Can not load commonvoice dataset on windows

Question

Can not load commonvoice dataset on windows

jacobjennings opened this issue 9 months ago · 1 comments

🐛 Describe the bug

When loading the common voice dataset on windows, the file train.tsv is loaded using cp1252 file encoding, leading to a failure.

training_speech_dataset = torchaudio.datasets.COMMONVOICE(root=base_dataset_cache_directory)

---------------------------------------------------------------------------
UnicodeDecodeError                        Traceback (most recent call last)
Cell In[49], line 1
----> 1 training_speech_dataset = torchaudio.datasets.COMMONVOICE(root=base_dataset_cache_directory)

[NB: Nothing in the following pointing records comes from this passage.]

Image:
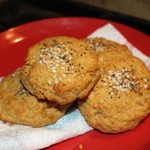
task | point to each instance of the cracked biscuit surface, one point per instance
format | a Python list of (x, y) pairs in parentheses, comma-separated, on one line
[(60, 69), (18, 106), (121, 98)]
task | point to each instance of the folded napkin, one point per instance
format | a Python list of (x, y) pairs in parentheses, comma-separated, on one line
[(20, 137)]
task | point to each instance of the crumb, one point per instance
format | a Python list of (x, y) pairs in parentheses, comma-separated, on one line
[(80, 146), (11, 124)]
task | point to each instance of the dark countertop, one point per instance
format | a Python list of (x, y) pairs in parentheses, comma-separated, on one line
[(17, 12)]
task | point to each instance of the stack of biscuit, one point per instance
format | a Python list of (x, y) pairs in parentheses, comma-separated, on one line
[(111, 86), (57, 71)]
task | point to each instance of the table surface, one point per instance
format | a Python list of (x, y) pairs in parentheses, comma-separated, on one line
[(19, 15)]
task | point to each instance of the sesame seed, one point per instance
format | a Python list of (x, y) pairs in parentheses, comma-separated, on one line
[(145, 86), (69, 80)]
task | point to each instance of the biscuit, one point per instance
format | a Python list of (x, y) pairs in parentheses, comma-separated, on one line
[(60, 69), (18, 106), (121, 98), (102, 47)]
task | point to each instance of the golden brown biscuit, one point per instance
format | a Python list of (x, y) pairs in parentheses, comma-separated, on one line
[(107, 51), (60, 69), (121, 98), (18, 106)]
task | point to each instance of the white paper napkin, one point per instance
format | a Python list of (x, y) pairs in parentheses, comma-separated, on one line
[(20, 137)]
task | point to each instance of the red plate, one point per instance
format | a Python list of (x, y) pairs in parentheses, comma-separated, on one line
[(13, 47)]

File ~\Documents\GitHub\clarification\venv-pc\Lib\site-packages\torchaudio\datasets\commonvoice.py:55, in COMMONVOICE.__init__(self, root, tsv)
     53 walker = csv.reader(tsv_, delimiter="\t")
     54 self._header = next(walker)
---> 55 self._walker = list(walker)

File ~\AppData\Local\Programs\Python\Python311\Lib\encodings\cp1252.py:23, in IncrementalDecoder.decode(self, input, final)
     22 def decode(self, input, final=False):
---> 23     return codecs.charmap_decode(input,self.errors,decoding_table)[0]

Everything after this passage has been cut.